For example, how to design a subscription system depends on key words. For example, if you subscribe to “small three” news titles and include “small three”, then you subscribe to “Apple” and then you also include “Apple” in the title. In this way, you may have to design to exclude some words.
If you use the database LIKE, it will definitely consume a lot of resources. How do you get the mature amount? How do you publish different results to different subscribers?
Please describe the problem in detail first
The source of the news is What? UGC？ Grab?
How much news is there? Millions?
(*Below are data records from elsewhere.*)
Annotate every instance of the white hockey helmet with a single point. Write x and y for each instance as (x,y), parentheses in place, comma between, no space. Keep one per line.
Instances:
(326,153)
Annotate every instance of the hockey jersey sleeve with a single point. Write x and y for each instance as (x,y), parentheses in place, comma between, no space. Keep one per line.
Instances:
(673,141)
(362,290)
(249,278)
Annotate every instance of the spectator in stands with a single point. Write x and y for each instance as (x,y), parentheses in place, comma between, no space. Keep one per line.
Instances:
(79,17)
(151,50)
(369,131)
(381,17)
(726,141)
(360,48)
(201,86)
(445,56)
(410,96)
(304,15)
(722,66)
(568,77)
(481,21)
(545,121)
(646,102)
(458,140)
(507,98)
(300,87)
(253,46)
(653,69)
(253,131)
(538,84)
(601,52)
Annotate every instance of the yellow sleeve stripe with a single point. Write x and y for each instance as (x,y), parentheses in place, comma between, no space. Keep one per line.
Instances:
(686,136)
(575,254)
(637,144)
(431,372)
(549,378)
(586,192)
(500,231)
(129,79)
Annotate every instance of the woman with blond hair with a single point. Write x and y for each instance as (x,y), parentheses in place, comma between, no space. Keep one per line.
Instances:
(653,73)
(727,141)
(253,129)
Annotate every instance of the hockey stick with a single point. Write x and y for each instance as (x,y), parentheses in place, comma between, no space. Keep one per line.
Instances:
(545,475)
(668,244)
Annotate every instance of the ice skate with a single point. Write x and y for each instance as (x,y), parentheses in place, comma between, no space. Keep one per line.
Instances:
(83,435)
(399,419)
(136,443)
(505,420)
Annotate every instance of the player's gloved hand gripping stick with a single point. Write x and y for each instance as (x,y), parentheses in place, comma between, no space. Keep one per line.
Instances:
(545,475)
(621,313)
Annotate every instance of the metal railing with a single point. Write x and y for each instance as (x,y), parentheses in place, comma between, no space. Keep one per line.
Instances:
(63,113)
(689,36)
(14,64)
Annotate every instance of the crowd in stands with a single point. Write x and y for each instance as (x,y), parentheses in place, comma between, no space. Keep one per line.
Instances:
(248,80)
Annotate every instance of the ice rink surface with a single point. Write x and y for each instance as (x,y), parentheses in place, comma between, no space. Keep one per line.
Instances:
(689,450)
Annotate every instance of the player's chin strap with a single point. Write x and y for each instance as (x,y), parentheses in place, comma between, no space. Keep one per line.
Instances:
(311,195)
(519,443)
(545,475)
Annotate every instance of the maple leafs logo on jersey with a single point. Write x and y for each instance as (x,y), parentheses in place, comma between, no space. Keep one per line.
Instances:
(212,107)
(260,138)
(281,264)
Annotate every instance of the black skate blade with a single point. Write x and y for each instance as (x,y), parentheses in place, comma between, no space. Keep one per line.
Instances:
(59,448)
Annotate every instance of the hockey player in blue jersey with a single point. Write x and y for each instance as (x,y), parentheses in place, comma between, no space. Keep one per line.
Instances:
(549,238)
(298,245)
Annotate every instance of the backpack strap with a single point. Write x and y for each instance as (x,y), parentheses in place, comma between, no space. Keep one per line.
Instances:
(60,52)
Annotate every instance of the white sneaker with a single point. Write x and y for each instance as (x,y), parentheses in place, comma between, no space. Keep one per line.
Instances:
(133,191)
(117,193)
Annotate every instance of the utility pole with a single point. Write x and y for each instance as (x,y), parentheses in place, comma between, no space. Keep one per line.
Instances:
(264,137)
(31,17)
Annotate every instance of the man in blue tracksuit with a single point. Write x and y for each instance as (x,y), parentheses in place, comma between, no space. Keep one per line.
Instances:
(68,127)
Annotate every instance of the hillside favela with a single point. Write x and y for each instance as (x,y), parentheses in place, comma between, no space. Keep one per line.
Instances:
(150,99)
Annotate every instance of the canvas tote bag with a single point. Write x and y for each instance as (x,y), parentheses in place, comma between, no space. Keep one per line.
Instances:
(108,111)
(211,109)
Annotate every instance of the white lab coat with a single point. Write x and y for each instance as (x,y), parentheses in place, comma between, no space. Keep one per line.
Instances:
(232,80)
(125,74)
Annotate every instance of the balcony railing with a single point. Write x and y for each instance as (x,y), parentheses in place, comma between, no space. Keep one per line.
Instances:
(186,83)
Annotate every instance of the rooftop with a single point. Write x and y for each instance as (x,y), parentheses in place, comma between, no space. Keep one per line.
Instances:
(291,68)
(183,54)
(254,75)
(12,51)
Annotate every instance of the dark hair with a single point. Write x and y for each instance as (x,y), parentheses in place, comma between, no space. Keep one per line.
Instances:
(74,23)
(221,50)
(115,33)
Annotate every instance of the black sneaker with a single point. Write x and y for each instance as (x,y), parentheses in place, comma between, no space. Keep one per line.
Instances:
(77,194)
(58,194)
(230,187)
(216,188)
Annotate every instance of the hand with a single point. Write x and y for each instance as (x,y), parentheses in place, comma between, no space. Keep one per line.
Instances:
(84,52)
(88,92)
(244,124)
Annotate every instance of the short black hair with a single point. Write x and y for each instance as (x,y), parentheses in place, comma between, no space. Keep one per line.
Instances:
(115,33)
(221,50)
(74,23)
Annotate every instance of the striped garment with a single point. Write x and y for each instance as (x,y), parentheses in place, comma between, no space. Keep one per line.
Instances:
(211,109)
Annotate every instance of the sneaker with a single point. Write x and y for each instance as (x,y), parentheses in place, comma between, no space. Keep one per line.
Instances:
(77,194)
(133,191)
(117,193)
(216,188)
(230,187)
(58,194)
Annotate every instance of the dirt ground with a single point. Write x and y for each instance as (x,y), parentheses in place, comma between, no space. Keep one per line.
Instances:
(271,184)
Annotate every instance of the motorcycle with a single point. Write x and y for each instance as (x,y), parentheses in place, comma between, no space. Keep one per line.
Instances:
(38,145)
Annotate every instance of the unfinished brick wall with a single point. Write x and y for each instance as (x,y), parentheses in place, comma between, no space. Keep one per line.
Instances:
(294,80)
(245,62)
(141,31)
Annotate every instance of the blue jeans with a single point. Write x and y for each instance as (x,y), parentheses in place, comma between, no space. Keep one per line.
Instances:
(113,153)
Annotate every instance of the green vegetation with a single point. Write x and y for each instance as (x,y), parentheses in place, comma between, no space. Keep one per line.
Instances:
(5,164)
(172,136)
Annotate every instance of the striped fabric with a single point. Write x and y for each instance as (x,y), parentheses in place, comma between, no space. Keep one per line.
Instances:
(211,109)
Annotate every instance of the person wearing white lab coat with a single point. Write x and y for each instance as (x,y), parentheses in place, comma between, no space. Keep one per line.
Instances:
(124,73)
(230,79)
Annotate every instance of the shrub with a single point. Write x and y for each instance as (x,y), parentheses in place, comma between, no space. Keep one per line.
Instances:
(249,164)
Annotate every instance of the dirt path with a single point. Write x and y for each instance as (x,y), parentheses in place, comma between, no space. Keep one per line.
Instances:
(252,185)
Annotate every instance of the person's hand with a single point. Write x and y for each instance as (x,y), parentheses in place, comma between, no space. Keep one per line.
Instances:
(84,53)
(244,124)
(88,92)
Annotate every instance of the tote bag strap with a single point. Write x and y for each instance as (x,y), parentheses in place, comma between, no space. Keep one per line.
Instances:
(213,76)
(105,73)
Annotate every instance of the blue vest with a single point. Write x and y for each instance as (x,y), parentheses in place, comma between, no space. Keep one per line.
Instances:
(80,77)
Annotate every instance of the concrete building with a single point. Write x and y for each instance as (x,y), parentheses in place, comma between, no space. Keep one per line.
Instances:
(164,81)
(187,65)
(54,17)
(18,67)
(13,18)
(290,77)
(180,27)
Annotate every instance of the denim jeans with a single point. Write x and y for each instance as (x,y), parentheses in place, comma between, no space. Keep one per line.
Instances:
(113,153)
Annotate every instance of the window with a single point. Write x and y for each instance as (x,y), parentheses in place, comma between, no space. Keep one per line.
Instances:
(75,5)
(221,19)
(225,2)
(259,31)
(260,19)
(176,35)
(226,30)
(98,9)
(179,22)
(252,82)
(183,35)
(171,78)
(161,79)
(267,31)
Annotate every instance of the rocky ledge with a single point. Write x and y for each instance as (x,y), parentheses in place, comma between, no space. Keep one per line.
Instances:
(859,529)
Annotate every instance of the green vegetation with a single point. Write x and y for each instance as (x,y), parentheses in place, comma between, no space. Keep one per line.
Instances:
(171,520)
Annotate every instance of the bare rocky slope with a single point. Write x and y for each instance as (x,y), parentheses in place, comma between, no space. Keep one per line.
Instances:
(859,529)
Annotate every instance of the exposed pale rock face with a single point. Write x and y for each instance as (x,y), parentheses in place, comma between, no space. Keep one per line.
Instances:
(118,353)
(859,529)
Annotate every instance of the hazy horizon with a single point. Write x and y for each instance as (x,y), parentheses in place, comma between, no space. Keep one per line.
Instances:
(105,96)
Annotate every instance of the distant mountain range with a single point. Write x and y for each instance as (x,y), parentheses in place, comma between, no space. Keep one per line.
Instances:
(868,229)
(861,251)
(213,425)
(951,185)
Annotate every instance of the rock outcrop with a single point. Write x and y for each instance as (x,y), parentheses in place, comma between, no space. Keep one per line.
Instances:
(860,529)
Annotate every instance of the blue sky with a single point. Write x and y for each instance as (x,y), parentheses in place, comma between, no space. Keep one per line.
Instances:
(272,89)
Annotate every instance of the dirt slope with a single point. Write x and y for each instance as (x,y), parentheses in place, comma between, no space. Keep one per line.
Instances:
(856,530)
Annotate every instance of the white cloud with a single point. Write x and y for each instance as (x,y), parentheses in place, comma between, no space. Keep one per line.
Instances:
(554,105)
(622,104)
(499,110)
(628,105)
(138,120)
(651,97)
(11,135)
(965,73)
Ten million?
To grab information, news, tens of millions of orders of magnitude, for example, is roughly divided into the following parts:
1. The captured news will have a classification module to label each item and put it into storage
2. In order to access speed, maintain a data structure of tag-news unique ID array in memory, and can use redis or write a service separately.
3. There will be a table to maintain users and subscription topics
4. when the user sends a request to obtain a message, go to the memory to obtain the latest news ids according to the requested topic words, go to the database to obtain the news according to the ids, and add a layer of cache on the database to prevent concurrency.
In the case of a search engine, an inverted index table is maintained in the memory. Before each news item is put into storage, the data will be cleaned and cut into words to be stored in the table. After that, the user will find specific items to return according to the index in the table.